Bu sebeple, yıllar önce yazdığım bazı yazıları zamanından çok sonra okurken, bazen “Burada ismini vermeden bahsettiğim kişi kimdi?” diye hayli zorlanmam bile gerekebiliyor.
Nerde o günler…
Şimdilerde eline kalemi geçiren derhal Cellat Kara Ali‘ye dönüşebiliyor. Yalnızca sosyal medyada değil, günlük gazetelerde, hatta herkesin izlediği ekranlardaki tartışma programlarında bile.
Terbiye, edep, nezaket gibi ahlaki erdemler medyada çoktandır unutuldu.
Çelişkili mi geldi buraya kadar yazdıklarım?
Yazar var, bir de başka tür yazar var
Bir yandan bugünlerde her şeyin açık seçik yazılamadığını, gerçeklerden ancak bin dereden su getirecek biçimde söz edilebildiğini, her yazının “Acaba ne demek istedi?” sorgulamasına tabi tutulması gerektiğini ileri sürüyorum… Öbür taraftan da, ölçüsüzlüğün hakim olduğunu, şereflerin ayaklar altına alınabilecek bir üslubun benimsenebildiğini…
İki farklı ve birbirine ters gibi görünen bu tablo aslında aynı manzaraya ait. Bugünün tablosu bu.
Yalnız kişiler değişik.
Dandun konuşabilen, her türlü seviyesizliği muhatabının üzerine bocalayabilenler ile sözünü veya yazısını ancak özel sorgulama sonucu anlayabildiğiniz kişiler farklı insanlar…
Her iki tarzda görüş açıklayan tip de var bugün. Seçin, beğenin, alın veya bırakın…
Galiba üzerinde derin düşüncelere dalmamız gereken bir durum bu.
Ülkemizin karşı karşıya kaldığı devasa sorunları rasyonel ve bilgiye dayalı bir biçimde ele alıp doğru-yanlış değerlendirmesine tabi tutmak, bunu yaparken üzerinde herhangi bir kısıtlama etkisi duymamak zor bugün. Hiç değilse bazı yazarlar ve yorumcular için zor.
Buna karşılık, fincancı katırlarını ürkütmemeyi bir tarafa bırakın bağa destursuz girebilen yazarlar ve yorumcular da var ülkemizde; ama onların da bilimsellik, rasyonalite, doğru-yanlış muhasebesi gibi hassasiyetleri bulunmuyor.

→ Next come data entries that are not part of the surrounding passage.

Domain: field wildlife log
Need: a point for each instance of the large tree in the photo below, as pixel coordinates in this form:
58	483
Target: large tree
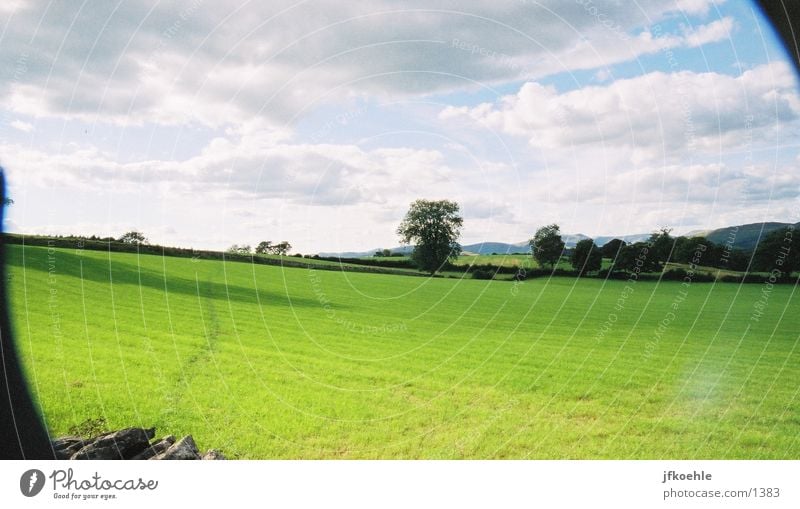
637	258
547	245
133	237
586	257
264	247
661	245
433	227
612	248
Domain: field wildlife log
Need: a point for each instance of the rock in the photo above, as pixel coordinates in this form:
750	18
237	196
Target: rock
183	449
213	454
123	444
155	449
65	447
130	444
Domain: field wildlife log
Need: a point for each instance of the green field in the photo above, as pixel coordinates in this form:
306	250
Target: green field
270	362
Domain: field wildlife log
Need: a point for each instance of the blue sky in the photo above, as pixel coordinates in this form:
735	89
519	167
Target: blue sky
318	122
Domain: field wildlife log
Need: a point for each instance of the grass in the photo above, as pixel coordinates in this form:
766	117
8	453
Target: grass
270	362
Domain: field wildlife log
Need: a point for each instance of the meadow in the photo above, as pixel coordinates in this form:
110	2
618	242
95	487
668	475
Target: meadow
270	362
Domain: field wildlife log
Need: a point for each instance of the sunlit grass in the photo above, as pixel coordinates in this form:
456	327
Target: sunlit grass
266	362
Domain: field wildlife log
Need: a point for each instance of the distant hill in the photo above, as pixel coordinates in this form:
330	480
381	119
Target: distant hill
745	237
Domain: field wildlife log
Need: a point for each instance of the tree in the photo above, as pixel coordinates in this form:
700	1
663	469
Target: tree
264	247
612	248
637	257
546	245
586	257
434	228
237	249
133	237
661	245
778	250
282	248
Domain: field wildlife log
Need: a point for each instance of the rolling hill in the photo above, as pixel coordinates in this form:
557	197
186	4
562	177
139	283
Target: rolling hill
745	237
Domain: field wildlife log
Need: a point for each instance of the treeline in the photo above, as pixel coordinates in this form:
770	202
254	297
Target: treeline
774	255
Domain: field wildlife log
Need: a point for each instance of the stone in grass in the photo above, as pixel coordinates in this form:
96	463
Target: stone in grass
213	454
156	448
183	449
65	447
122	444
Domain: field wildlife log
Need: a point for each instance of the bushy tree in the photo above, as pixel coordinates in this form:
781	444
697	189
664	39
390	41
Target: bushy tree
282	248
586	257
637	257
779	249
237	249
434	228
661	245
547	245
612	248
133	237
264	247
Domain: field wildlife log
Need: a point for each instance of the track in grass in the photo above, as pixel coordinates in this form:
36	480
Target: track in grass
270	362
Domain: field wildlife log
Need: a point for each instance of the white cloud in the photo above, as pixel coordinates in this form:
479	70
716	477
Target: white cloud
25	127
196	61
649	117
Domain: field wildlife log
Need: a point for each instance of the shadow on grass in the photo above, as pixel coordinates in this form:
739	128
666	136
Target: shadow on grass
66	263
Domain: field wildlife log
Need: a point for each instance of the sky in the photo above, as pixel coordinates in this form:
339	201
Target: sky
204	124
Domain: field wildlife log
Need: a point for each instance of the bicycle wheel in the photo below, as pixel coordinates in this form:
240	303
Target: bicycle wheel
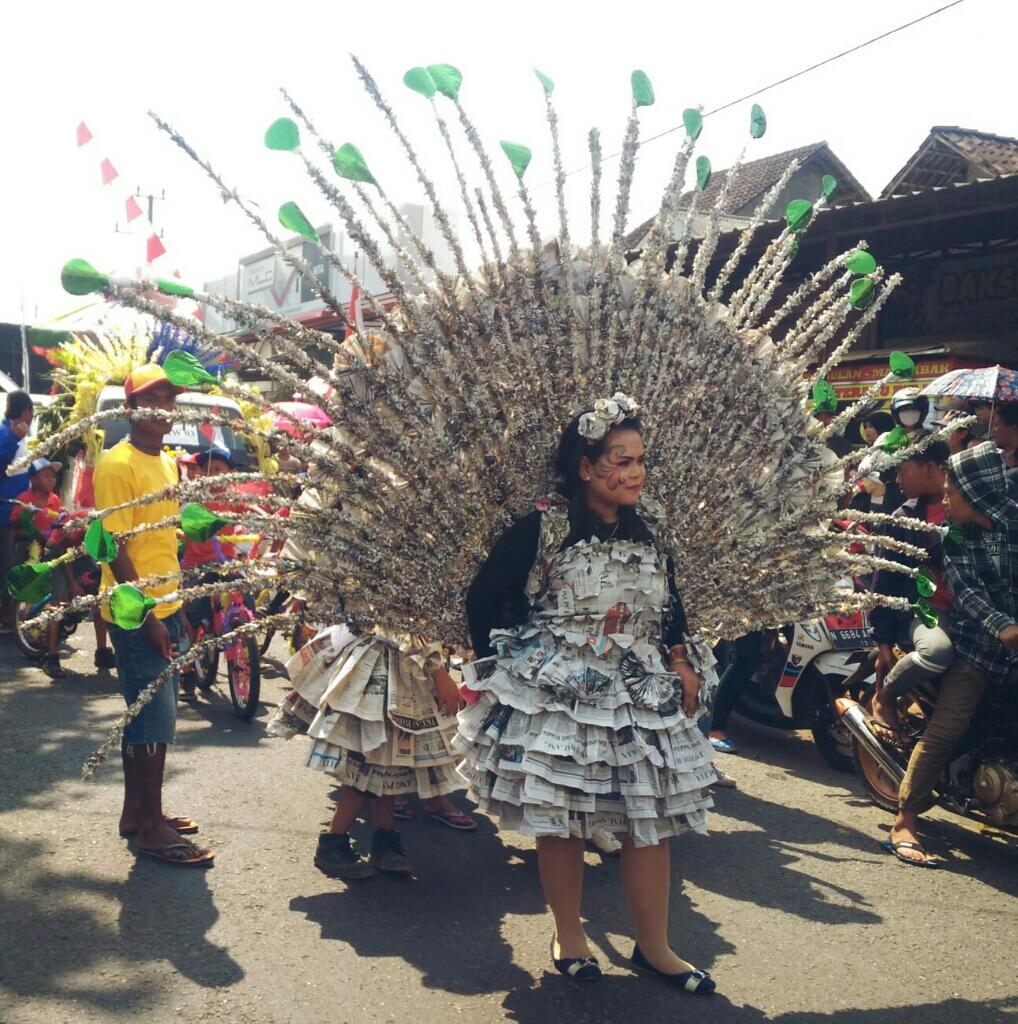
244	674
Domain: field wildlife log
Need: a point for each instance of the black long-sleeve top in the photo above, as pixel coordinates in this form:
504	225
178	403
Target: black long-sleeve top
498	596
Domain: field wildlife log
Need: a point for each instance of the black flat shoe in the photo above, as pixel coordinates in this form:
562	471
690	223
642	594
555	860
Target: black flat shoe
584	969
697	982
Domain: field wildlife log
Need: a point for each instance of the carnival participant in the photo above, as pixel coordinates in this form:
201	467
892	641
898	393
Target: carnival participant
131	469
922	477
982	572
381	717
579	717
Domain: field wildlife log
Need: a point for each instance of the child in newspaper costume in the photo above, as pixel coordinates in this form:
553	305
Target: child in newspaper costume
576	719
381	720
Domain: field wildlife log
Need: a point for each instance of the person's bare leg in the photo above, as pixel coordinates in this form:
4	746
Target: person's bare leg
646	882
560	865
347	808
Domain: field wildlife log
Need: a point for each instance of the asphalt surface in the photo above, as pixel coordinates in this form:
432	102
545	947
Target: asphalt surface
790	902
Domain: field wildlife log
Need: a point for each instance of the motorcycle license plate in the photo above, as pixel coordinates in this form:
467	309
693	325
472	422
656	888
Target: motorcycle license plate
851	639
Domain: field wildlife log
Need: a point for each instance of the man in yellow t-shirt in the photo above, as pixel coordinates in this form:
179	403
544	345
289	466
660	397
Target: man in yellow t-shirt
135	467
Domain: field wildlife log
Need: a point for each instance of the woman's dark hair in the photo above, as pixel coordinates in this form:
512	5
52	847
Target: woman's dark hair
573	446
17	402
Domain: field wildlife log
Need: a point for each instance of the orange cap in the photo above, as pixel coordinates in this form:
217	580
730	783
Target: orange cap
144	378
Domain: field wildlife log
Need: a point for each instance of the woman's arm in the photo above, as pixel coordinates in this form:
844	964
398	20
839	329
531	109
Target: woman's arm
498	595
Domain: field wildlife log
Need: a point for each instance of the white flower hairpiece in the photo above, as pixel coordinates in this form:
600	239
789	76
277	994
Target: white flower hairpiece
607	413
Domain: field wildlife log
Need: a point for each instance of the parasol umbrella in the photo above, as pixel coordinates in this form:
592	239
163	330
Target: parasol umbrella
291	416
986	383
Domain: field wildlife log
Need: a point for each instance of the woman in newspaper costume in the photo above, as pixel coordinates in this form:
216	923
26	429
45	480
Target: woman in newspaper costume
440	439
381	717
577	721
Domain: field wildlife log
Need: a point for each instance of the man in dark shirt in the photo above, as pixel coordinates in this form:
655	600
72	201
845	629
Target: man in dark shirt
981	570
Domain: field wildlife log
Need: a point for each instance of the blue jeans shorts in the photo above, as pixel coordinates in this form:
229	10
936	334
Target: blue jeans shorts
137	665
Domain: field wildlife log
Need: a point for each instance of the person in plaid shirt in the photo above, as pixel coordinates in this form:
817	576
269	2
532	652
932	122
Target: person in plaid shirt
981	570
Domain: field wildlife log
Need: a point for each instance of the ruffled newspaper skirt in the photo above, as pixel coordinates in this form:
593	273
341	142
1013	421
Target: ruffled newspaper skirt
369	711
547	762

Zaten bu ikinci gruptakilerin ülkenin sorunlarını ele alma niyetleri de yok; onlar, görüşlerini açıklarken ıkınıp sıkılan birinci gruptaki pek az yazar ve yorumcuyu bunu yapamaz hale getirmeyi kendilerine iş, bunun için de her türlü acıtıcı, incitici, yaralayıcı saldırı aracını kullanmayı da yöntem edinmişler…
Sorunlar çözülmüyor büyüyorsa…
Üzerinde düşündüğüm her konu, bana, “İşte bu yüzden ülke sorunları çözülemiyor, büyüyor” dedirtiyor.
Dış politika da böyle, ekonomi de, iç siyaset de…
‘Cumhurbaşkanlığı Hükümet Sistemi’nin ‘yeni ekonomik modeli’ ilgili bakan tarafından sunulacak bugün; en büyük merakım şu: Yeni model bakalım benim keşfettiğimi sandığım ülkenin bu temel sorunu açısından ne ipuçları verecek?
Meraklısına not:
“Durun kalabalıklar, bu cadde çıkmaz sokak”Necip Fazıl Kısakürek‘in içinde en hafifi “Siyaset kavas, ilim köle, sanat ihtilâç / Serbest, verem ve sıtma; mahpus, gümrükte ilâç” mısraları olan ünlü ‘Destan’ şiirinin giriş mısraıdır.
Aynı şiirin son iki mısraı da şudur: “Ah, küçük hokkabazlık, sefîl aynalı dolap; / Bir şapka, bir eldiven, bir maymun ve inkılâp.”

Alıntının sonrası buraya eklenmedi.